つまり一つ目のポイントは、賃金規定に記載されている内容と、実際に支払われている給与の内容とが違う場合です。

これは従業員と手当について、話をしていた場合でもツッコミどころ満載になりますし、そもそも決まっている内容と違う内容のものが支払われていることになります。これはいけません。

残業時間が正しく計算されていない

残業手当は支払われているが、時間の算出方法が不明確で、残業単価も残業時間も不明確な場合が多くあります。

前回のコラムでお伝えしたように、総支給額からさまざまな手当を差っ引いたあとに残った金額を残業代とするといったルールを採用されている会社もありますが、それは違法という判例がありますから、それはいけません。

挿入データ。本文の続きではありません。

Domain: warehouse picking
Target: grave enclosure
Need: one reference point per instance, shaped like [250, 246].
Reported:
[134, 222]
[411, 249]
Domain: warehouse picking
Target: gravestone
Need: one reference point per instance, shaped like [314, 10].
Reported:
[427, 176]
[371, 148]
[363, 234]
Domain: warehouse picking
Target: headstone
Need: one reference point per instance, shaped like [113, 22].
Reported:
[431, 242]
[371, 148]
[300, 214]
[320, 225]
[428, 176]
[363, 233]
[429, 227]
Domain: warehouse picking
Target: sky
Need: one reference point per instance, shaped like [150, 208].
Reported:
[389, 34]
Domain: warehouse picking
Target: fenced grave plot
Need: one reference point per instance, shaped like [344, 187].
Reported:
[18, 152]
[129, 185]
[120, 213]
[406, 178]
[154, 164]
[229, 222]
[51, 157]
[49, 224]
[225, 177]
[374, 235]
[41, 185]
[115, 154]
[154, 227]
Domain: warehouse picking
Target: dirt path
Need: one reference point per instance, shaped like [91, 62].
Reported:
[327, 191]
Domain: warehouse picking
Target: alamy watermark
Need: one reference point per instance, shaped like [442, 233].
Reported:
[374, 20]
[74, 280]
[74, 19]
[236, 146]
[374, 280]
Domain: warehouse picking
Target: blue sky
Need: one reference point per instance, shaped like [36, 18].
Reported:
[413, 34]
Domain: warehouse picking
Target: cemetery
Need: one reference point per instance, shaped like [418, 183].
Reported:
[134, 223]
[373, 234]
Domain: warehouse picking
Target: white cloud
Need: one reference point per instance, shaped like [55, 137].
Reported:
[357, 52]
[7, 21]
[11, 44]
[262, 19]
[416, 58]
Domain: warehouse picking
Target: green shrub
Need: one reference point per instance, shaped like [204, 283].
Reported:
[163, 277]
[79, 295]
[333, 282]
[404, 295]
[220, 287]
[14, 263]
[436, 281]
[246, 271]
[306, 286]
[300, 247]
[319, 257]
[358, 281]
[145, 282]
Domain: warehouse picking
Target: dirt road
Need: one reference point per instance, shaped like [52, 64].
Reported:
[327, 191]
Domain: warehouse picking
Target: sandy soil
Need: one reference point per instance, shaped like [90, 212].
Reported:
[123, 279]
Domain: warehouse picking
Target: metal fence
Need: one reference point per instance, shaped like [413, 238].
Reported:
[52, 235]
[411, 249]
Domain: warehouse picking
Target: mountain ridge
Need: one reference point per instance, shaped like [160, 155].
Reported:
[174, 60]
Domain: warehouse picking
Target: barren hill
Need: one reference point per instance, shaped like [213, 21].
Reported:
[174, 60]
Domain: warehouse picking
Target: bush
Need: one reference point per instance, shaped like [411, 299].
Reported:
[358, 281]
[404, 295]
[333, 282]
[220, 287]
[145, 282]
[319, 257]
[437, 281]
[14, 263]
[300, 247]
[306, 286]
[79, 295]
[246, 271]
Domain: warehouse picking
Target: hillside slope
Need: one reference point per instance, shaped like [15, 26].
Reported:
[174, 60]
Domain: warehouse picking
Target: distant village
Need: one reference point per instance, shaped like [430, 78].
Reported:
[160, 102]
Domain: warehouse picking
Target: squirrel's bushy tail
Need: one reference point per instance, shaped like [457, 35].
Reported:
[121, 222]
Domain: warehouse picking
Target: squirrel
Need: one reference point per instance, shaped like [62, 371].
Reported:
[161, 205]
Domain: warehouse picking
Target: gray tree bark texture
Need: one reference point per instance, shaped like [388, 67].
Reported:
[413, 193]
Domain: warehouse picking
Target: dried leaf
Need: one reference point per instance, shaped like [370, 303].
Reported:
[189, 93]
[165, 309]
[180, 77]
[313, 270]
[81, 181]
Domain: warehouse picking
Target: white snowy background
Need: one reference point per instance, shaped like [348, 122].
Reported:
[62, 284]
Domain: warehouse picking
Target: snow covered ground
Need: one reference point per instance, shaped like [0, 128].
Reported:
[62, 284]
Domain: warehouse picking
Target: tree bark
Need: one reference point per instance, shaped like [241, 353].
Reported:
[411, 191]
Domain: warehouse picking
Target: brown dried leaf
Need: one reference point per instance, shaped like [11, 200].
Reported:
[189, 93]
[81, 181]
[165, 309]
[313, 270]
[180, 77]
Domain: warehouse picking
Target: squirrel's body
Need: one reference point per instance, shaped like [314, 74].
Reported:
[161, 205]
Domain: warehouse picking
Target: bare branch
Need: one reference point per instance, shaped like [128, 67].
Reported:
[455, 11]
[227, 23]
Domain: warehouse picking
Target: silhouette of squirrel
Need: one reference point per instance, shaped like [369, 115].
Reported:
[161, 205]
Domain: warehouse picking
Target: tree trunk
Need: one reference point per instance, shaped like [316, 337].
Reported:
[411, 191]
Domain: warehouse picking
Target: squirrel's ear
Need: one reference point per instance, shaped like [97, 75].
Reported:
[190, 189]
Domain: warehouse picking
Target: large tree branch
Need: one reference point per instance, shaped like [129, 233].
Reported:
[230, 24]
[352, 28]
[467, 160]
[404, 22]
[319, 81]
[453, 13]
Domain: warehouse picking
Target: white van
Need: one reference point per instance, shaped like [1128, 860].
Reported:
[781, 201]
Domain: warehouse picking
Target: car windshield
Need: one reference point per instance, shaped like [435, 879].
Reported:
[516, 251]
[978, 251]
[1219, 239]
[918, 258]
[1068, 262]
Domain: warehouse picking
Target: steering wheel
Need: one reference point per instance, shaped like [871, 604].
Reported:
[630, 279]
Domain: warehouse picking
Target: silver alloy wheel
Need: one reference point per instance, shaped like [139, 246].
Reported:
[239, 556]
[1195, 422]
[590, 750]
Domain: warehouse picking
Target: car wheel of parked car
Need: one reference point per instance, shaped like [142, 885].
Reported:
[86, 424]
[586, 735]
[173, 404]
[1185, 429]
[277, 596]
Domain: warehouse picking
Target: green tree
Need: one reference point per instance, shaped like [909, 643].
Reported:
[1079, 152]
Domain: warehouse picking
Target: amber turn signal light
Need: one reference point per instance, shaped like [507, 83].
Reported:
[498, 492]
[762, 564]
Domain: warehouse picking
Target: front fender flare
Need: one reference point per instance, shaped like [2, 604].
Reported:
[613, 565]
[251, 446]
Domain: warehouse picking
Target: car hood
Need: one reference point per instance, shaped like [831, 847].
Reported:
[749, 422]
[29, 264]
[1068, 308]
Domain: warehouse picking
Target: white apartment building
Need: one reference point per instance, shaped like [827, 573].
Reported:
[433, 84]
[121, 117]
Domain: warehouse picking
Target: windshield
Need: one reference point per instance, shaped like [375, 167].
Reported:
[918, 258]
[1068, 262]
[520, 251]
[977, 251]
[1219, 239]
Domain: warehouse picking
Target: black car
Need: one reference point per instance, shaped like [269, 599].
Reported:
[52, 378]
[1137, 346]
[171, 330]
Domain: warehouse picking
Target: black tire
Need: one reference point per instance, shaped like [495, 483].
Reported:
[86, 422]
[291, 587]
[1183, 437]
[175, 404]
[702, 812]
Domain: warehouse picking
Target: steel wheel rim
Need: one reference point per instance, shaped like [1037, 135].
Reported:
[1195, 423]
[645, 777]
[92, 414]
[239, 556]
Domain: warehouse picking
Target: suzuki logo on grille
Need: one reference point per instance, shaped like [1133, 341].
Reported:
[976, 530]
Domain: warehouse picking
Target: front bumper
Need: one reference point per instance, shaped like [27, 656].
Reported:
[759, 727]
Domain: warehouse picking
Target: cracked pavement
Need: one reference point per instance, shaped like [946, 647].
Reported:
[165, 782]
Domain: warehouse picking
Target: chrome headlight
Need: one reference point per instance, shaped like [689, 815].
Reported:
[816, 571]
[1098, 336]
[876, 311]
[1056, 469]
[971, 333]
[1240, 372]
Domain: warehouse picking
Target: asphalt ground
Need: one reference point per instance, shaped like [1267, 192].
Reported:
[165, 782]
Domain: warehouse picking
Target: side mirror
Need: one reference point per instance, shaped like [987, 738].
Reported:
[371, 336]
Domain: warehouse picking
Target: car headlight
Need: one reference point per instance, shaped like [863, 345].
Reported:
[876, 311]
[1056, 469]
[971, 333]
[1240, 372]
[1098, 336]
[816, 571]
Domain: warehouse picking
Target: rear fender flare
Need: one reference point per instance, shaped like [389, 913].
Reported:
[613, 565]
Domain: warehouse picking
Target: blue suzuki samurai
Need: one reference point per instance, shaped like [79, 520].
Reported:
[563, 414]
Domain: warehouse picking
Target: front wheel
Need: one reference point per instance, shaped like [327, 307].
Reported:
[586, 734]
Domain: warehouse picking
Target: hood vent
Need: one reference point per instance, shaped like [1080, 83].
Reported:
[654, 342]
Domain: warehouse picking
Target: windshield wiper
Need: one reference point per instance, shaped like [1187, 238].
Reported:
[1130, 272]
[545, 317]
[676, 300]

具体的には、総労働時間と残業時間、残業手当の記載がなければいけません。

歩合給として残業手当を支払っている

これはとても多いパターンです。「残業手当は支払っているよ」という経営者の方の多くは、歩合給として払っている場合が多く、それはあくまで他手当の扱いであって、残業手当ではありません。残業手当の場合は、総労働時間と残業時間、残業手当の表記が必要になります。

社労士がOKと言っているから大丈夫だと思っている

運送業は労働基準法と合わせ、改善基準告示など、複雑な労務管理が必要になります。実際に運送業に精通している社会保険労務士さんが多いかというと、主観ではありますが、あまり多いとはいえません。本当に適法なのか、このやり方で行政への報告上、問題がないのかなど、セカンドオピニオンの意見も聞きながら適法化を進めなければいけません。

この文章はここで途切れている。